Key Experimental Results¶
Main Results (Llama-3 8B Instruct, aggregation/ranking with N=20)¶
| Method | GSM8K | MATH-500 | MuSiQue | SpaRP |
|---|---|---|---|---|
| Self-Consistency | 74.9 | 23.4 | 19.7/25.2 | 25.4/34.4 |
| ORM (BoN) | 79.7 | 20.2 | 33.4/45.4 | 41.7/49.8 |
| ORM + SC | 79.8 | 23.8 | 34.8/44.5 | 41.7/49.8 |
| SPARE (BoN) | 80.0 | 20.9 | 34.9/45.5 | 43.7/50.0 |
| SPARE + SC | 80.3 | 24.1 | 32.1/40.4 | 39.6/46.9 |
Data Efficiency (ProcessBench OOD Generalization)¶
| Method | Training Data Size | ProcessBench Performance |
|---|---|---|
| Human annotation baseline | 100% | Baseline |
| MCTS baseline | 100% | Competitive |
| SPARE | ~16% | Competitive |
Efficiency Comparison¶
| Method | Total Tokens | Relative Speed |
|---|---|---|
| MCTS | Multiple rollouts | 1× |
| SPARE | Single-pass generation | 2.3× |
Key Findings¶
- SPARE and MCTS are complementary: SPARE yields higher precision but slightly lower recall; MCTS yields higher recall but slightly lower precision—ensembling the two is a natural extension.
- OOD generalization with only 16% of training data: Reference-guided alignment substantially reduces data requirements, suggesting that step alignment is more important than annotation volume.
- Cross-task generalization: Consistent effectiveness across four diverse reasoning types—mathematical reasoning (GSM8K/MATH), multi-hop QA (MuSiQue), and spatial reasoning (SpaRP).
- Explicit reasoning improves annotation quality: Requiring the LLM to explain each step's judgment yields more reliable and interpretable annotations.
Highlights & Insights¶
- Single-pass efficiency paradigm: Merging step alignment and evaluation into a single LLM call, rather than evaluating each step independently, yields substantial computational gains.
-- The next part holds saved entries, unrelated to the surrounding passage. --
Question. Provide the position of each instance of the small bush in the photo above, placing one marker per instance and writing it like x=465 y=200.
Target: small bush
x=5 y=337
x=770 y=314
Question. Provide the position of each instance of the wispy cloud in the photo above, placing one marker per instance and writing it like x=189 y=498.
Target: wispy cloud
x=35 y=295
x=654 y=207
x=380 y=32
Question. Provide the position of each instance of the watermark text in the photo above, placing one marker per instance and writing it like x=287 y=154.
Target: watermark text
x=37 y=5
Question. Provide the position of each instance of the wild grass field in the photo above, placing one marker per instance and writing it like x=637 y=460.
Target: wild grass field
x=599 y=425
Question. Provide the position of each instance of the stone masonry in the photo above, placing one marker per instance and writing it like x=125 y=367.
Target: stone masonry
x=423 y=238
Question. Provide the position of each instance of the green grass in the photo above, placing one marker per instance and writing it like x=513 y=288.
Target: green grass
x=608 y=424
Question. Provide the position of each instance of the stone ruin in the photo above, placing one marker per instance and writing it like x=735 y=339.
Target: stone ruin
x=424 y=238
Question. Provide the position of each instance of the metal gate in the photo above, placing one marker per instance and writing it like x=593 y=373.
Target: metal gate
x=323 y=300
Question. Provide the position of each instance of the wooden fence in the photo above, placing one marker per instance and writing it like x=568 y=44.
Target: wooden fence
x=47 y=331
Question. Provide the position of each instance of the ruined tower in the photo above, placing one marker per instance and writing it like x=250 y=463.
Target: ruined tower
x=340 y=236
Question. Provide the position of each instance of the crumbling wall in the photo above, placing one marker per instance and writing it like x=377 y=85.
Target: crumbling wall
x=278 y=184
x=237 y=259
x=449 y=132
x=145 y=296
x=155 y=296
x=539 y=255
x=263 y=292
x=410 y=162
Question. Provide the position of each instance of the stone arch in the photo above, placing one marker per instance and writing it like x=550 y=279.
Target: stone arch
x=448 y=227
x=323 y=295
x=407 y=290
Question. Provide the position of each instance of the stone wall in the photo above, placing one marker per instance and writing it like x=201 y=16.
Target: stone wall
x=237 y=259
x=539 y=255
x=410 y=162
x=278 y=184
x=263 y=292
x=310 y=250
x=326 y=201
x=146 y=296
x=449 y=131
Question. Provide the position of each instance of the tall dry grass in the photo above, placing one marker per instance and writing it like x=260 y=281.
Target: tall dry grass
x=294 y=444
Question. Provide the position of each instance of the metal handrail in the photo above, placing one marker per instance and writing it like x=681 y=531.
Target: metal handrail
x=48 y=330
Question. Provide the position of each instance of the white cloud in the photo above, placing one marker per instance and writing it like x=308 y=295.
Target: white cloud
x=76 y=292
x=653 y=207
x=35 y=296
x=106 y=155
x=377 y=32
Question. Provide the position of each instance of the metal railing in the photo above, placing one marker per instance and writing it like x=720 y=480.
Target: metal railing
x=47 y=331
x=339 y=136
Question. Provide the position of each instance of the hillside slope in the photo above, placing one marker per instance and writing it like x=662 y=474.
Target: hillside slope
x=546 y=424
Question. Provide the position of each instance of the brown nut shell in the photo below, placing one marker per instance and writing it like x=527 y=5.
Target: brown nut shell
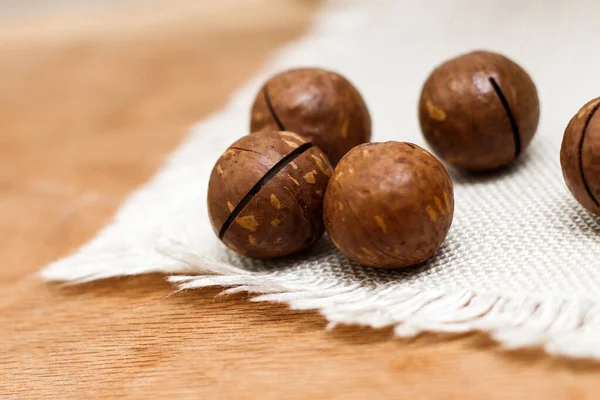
x=321 y=105
x=389 y=205
x=479 y=111
x=580 y=156
x=265 y=194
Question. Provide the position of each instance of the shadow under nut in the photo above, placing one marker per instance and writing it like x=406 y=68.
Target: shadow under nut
x=388 y=205
x=580 y=156
x=479 y=111
x=283 y=179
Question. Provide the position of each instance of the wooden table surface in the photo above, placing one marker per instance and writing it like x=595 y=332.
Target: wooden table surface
x=90 y=105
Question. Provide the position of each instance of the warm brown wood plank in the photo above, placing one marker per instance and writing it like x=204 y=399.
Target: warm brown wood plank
x=88 y=113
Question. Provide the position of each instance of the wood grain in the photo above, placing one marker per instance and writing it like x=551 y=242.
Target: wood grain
x=87 y=113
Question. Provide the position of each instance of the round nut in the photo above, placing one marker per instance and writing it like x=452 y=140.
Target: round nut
x=479 y=111
x=388 y=205
x=318 y=104
x=580 y=156
x=265 y=195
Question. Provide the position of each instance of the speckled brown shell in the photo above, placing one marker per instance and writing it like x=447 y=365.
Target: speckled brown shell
x=479 y=111
x=318 y=104
x=265 y=195
x=580 y=156
x=389 y=205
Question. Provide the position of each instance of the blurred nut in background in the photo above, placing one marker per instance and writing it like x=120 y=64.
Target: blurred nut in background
x=389 y=205
x=580 y=156
x=479 y=111
x=318 y=104
x=265 y=195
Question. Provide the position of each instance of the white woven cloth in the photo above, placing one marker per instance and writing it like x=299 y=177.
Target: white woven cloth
x=522 y=260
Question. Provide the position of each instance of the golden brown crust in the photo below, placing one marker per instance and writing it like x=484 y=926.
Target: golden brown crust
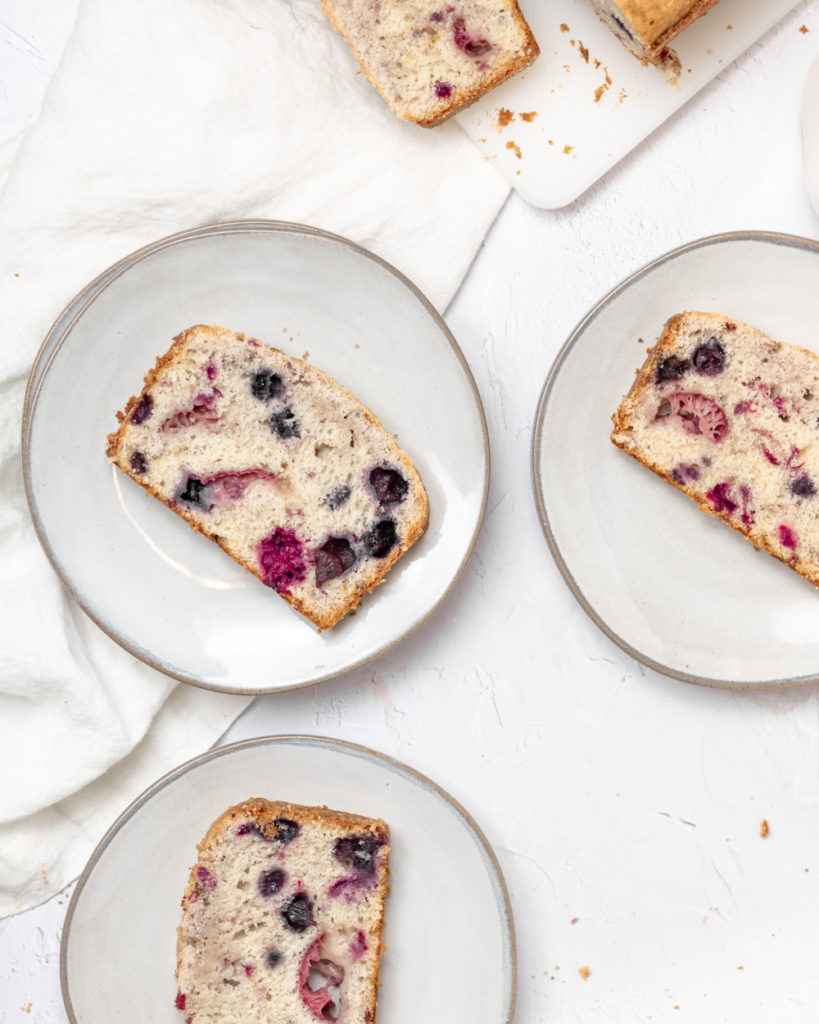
x=623 y=420
x=264 y=812
x=655 y=23
x=416 y=528
x=512 y=66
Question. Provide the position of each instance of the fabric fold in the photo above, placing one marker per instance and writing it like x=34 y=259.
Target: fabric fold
x=163 y=117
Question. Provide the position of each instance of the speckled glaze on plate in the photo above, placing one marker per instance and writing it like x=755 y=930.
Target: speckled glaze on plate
x=448 y=933
x=678 y=590
x=168 y=595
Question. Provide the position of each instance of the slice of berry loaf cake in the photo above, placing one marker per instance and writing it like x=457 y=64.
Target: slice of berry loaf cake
x=276 y=463
x=283 y=918
x=430 y=57
x=731 y=418
x=646 y=27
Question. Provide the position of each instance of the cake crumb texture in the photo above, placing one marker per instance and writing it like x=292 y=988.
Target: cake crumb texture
x=429 y=59
x=730 y=417
x=275 y=462
x=283 y=918
x=646 y=27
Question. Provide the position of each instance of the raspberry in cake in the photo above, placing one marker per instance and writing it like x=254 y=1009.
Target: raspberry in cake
x=730 y=417
x=276 y=463
x=429 y=58
x=283 y=918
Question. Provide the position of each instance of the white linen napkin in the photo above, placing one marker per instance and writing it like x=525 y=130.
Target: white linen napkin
x=165 y=115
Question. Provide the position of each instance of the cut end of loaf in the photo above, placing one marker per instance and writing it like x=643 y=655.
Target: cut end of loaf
x=430 y=59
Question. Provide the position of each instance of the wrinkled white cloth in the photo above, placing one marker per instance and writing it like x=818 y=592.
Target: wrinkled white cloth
x=166 y=115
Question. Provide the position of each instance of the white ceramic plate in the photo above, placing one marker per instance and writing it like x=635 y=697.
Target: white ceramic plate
x=449 y=934
x=168 y=595
x=677 y=589
x=593 y=101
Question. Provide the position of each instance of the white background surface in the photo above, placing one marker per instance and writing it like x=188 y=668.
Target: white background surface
x=624 y=807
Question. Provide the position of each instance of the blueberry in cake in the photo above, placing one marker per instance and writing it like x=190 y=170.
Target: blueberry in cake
x=731 y=418
x=646 y=27
x=428 y=58
x=283 y=918
x=276 y=463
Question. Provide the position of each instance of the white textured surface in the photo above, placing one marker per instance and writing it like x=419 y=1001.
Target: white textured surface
x=624 y=807
x=588 y=101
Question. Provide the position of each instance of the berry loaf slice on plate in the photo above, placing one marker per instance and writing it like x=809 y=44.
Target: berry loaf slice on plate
x=427 y=57
x=276 y=463
x=646 y=27
x=283 y=918
x=731 y=418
- Secondary reuse of SFT data: Reference solutions are used for training during SFT and again for evaluation during annotation—an elegant zero-cost data reuse design.
- Analogy to NLI: Step evaluation is framed as natural language inference with evidence localization, offering a new theoretical perspective on process supervision.
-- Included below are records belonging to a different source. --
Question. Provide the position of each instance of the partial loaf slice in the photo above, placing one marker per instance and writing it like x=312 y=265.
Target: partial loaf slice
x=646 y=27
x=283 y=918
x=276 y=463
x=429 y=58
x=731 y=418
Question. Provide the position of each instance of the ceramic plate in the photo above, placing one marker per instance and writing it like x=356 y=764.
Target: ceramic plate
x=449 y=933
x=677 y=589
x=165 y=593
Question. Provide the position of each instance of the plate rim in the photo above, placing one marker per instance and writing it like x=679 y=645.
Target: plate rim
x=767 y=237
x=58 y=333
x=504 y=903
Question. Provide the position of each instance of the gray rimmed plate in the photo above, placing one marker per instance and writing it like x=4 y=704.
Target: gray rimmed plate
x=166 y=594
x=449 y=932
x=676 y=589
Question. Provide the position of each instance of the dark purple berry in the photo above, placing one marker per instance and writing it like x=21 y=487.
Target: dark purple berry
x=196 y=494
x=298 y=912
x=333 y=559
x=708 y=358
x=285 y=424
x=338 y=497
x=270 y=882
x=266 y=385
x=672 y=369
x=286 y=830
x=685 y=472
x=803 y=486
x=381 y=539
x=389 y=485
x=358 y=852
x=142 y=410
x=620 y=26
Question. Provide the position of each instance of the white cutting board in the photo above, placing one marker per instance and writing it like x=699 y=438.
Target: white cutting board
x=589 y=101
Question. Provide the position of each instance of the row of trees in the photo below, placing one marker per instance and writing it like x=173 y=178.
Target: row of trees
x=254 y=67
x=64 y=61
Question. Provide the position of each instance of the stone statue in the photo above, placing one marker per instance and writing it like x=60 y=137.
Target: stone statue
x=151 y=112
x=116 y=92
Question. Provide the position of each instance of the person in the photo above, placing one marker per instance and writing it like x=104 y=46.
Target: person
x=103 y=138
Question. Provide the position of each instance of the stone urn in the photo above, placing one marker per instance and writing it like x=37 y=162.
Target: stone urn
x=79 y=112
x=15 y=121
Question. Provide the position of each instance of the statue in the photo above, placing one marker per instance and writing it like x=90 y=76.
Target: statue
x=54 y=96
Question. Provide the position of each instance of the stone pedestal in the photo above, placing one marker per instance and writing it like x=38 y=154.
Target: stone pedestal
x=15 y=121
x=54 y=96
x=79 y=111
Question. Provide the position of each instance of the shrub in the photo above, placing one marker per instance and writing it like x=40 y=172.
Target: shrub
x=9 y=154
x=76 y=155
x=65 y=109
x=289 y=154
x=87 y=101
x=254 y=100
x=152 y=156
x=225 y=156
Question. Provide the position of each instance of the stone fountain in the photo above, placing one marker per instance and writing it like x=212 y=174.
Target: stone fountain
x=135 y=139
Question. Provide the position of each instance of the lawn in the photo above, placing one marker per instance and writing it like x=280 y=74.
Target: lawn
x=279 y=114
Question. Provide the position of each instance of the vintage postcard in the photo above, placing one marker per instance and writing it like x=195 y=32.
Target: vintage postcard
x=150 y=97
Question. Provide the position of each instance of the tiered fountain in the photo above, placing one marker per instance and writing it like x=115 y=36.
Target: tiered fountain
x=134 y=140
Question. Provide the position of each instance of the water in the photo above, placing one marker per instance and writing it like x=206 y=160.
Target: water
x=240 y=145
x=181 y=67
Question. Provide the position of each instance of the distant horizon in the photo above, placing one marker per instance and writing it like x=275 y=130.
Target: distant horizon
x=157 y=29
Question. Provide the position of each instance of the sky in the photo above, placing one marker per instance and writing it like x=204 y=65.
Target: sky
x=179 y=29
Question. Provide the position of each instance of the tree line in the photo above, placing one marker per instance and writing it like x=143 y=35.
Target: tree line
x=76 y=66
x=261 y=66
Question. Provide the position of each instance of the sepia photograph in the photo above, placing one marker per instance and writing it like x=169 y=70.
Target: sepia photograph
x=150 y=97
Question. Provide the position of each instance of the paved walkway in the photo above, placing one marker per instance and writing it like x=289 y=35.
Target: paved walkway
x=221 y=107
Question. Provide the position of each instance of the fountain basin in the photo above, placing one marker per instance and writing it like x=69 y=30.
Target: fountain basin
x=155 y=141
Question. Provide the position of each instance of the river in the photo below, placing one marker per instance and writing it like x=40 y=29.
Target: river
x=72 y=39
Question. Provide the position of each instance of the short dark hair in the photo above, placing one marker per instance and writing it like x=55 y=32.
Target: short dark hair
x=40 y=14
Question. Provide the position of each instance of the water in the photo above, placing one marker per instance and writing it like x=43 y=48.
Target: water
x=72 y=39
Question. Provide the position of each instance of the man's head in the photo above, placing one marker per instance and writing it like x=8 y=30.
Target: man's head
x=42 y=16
- Practical value of precision–recall complementarity: Ensembling SPARE with MCTS may represent the most effective combined solution.
Limitations & Future Work¶
- Dependent on reference solution quality—errors in reference solutions (e.g., known annotation noise in MATH) propagate into the annotations.
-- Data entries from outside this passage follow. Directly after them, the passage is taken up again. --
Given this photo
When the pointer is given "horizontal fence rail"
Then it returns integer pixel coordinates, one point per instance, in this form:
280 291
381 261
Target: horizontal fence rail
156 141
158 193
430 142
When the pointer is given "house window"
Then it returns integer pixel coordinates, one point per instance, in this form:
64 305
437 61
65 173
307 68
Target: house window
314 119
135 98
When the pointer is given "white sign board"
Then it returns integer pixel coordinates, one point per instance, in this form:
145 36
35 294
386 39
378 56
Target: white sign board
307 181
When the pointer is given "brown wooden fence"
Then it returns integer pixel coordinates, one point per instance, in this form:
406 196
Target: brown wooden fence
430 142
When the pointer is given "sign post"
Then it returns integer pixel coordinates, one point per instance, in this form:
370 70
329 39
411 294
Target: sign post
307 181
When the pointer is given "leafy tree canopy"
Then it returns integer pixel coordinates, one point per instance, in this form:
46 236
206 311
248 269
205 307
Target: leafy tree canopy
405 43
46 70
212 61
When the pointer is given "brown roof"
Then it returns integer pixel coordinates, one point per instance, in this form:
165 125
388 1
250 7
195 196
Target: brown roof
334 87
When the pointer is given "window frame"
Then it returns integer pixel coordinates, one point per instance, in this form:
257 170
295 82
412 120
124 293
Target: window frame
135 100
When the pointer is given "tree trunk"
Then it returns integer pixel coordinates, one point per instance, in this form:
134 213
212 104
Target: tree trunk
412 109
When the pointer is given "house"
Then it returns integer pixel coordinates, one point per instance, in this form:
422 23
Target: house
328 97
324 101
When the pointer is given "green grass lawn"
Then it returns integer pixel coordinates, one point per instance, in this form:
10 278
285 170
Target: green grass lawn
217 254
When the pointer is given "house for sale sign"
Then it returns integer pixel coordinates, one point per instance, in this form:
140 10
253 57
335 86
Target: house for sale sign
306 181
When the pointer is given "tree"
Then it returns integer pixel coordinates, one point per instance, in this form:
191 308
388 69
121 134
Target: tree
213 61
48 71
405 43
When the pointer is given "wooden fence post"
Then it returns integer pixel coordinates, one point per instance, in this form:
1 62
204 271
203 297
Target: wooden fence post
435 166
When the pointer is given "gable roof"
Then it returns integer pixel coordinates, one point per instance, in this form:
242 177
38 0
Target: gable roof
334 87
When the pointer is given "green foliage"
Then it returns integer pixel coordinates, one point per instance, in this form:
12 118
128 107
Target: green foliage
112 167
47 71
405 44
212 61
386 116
- Step granularity mismatch may hinder alignment—a single candidate step may correspond to multiple reference steps, complicating alignment.
- ICL is constrained by context window length—very long reasoning chains may not be fully processed in a single generation.
- Evaluation is limited to mathematical, QA, and spatial reasoning tasks; other multi-step reasoning domains such as code generation remain unexplored.
- Ensemble strategies combining SPARE and MCTS warrant further investigation.
Related Work & Insights¶
- vs. MCTS-based methods (Math-Shepherd, OmegaPRM): MCTS infers step quality from final outcomes via multiple rollouts per step—computationally expensive but with high recall. SPARE uses direct reference alignment for evaluation, achieving 2.3× speedup at the cost of slightly lower recall. The two approaches are complementary.
- vs. GenRM (Zhang et al. 2025): GenRM uses a stronger model to generate synthetic reasoning traces as reference; it functions as an ORM rather than a true PRM. SPARE provides genuine step-level process supervision without requiring a stronger teacher model.
- vs. ThinkPRM (Khalifa 2025): ThinkPRM generates verification reasoning with a stronger model and additionally requires human step labels from PRM800K for filtering. SPARE requires no human step labels whatsoever.
Rating¶
- Novelty: ⭐⭐⭐⭐ — Efficient single-pass joint alignment and evaluation design; novel approach to reusing reference solutions.
- Experimental Thoroughness: ⭐⭐⭐⭐⭐ — Four diverse reasoning benchmarks, two downstream applications (PRM + RL), efficiency analysis, and complementarity analysis.
- Writing Quality: ⭐⭐⭐⭐ — Clear architectural diagrams; the NLI analogy aids comprehension.
- Value: ⭐⭐⭐⭐⭐ — Substantially reduces the cost of acquiring step-level process supervision, with direct practical utility for PRM training.